Thursday, January 3, 2008

Not My Place

When I entered Tree Faerie's classroom this morning to drop her off, the little girl that transitioned to the toddler room with Tree Faerie (let's call her L)was sitting in the floor screaming. I asked the head toddler room teacher, we'll call her Ms. J, if she was okay. Ms. J said she didn't know what was wrong with her and that she'd tried several things to comfort her, but nothing was working. Ms. J said when she tried to hold her to comfort her, L pushed her away and didn't want anything to do with Ms. J.

I felt bad for both of them, but I know that all babies have days like that. While I was snuggling Tree Faerie before leaving, I saw the head infant room teacher, Ms. D, looking in through the window.

Since I also know L from Ms. D's infant room, I know she has always taken a little longer to be comfortable with changes. She is 3 days older than Tree Faerie, however she's consistently hit all her milestones 2 months later than Tree Faerie. I thought that maybe L may need a bit more help transitioning.

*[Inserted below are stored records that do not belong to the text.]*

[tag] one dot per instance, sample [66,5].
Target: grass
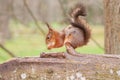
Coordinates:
[27,41]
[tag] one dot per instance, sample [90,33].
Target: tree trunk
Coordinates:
[4,20]
[112,29]
[86,67]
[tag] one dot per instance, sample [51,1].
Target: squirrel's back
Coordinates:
[78,21]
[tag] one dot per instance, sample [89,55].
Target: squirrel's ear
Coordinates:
[48,26]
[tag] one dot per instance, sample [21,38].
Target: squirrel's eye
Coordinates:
[48,37]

I stopped by Ms. D's room before leaving, and Ms. D was really upset that Ms. J wasn't trying to comfort L. I came to Ms. J's defense by repeating what Ms. J had said to me when I asked, but Ms. D was still unsatisfied. She said that Ms. J doesn't like for them to peek in the windows or get involved with the care of the toddlers. From the way she was talking, it sounded like Ms. D was continually dissatisfied with the way Ms. J comforts the toddlers. Ms. D suggested that I say something to the director.

I refused for several reasons. 1) I'd much rather discuss things with the teacher first before taking it to the director. 2) I didn't actually see anything WRONG today. All babies have bad days, and Ms. J's assistant was running late this morning. Ms. J still had to take care of the other babies. 3) Since my first suggestion would be to possibly extend the transition period for L, I can't really make that suggestion since I'm not the parent.

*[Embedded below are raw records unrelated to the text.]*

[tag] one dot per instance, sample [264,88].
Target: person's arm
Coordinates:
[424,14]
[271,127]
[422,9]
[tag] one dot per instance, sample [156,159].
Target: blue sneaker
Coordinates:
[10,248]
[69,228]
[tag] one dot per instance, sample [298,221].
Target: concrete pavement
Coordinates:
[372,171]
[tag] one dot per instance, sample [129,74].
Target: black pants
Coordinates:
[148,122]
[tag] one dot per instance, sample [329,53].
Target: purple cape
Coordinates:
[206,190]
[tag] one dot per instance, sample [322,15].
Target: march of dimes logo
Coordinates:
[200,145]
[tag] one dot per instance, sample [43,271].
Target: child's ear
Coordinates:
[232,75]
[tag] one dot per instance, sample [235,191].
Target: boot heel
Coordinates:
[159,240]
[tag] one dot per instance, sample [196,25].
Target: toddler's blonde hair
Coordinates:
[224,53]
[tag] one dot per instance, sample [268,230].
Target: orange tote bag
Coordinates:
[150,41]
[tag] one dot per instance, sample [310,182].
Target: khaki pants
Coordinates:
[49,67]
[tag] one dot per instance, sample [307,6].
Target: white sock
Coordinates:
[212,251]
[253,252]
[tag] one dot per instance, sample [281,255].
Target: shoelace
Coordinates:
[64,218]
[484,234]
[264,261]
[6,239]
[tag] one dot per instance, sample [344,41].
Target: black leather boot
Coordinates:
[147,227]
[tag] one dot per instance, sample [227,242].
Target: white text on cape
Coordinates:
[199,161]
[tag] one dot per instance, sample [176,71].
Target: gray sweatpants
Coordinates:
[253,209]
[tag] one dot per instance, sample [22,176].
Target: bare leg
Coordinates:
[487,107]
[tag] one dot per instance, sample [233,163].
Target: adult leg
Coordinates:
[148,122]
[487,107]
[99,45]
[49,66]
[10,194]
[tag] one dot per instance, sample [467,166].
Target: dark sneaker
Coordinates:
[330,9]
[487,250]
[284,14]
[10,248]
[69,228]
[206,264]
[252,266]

On my way out the door, I stopped and peeked in the window. Ms. J saw me and gave me a look that I read to mean, "Is something wrong?" I gave her the biggest smile I could and waved.

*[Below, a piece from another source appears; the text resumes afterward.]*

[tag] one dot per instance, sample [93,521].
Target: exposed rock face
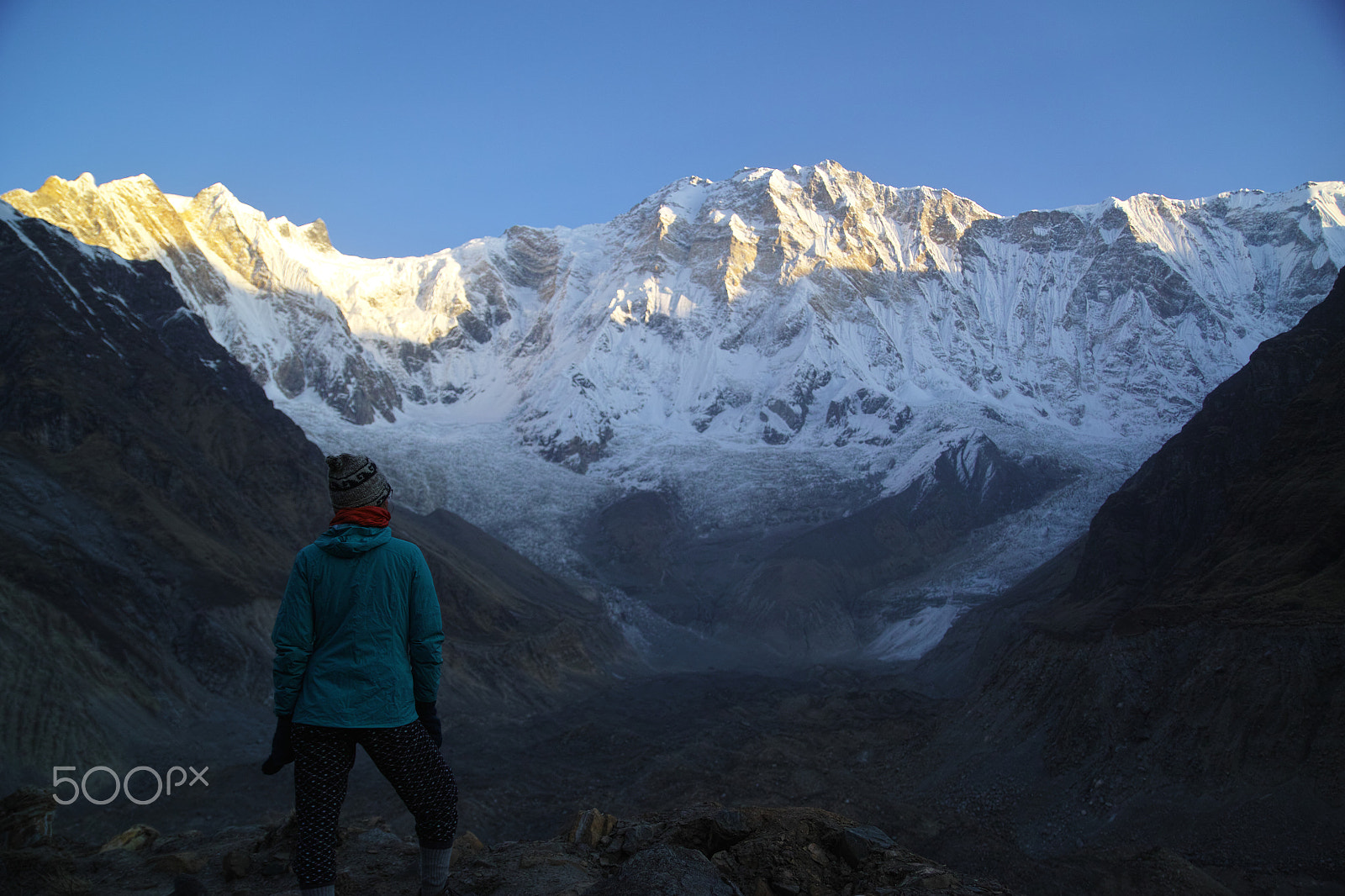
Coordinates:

I told DTTF about the encounter this morning, and he had pretty much the same perspective I had. While we were talking, it also occurred to me that part of the problem MAY BE the infant room teachers peeking in, especially in the first few weeks after transitioning. Maybe L is having a bit of separation anxiety from the infant room teachers, so when she sees them peeking in, she immediately wants to go to them. When that doesn't happen - meltdown. Part of the reason I think this may be a factor is because when Tree Faerie saw Ms. D this morning through the window, she wanted to go to Ms. D.

I will not be discussing this with the director at this point, though if I continue to see this happening with L, I may mention my thoughts to Ms. J, specifically the part about the infant room teachers peeking in. If Ms. D brings it up to me, I will definitely tell her my thoughts on it. I know the infant teachers love those babies, but when it's time for them to move on, sometimes distance is best after the child has transitioned to the new room, at least until the baby has adjusted to the new room.

6 comments:

Coal Miner's Granddaughter said...

I agree with you. It's just your place to discuss your kids (or any horrible/obvious abuse you may see to any other kids). Other than that, the teachers need to talk amongst themselves.

Stephanie J. Blake said...

What a tough spot!

I haven't been cruising by my favorite blogs lately.

Holidays + 3 boys + busy!

Glad to hear the recap on a great year!

Happy holidays and all that jazz.

Stephanie

TTQ said...

Good for you! Happy New Year!

Monnik said...

I agree with you, but I also hate to think of a baby crying and not being comforted.

But you're right... it's not your place to get involved. So many people wouldn't take the high road like you did, though... so good for you!

Carey said...

Transitioning can be really hard for some kids. But I don't think that seeing the other teacher would be bad...At our center, the teachers often stop by the rooms and visit. But they also transition slowly, especially for those who don't handle it well.

But I do agree that it isn't your place to talk to the director. And the teacher shouldn't have asked you to do that.

Kids are resilient and they do adjust...it probably seemed worse than it was.

Good Luck!

Carrie and Troy Keiser said...

I totally agree with you on this one. I would not want to be in your position, though. Good luck.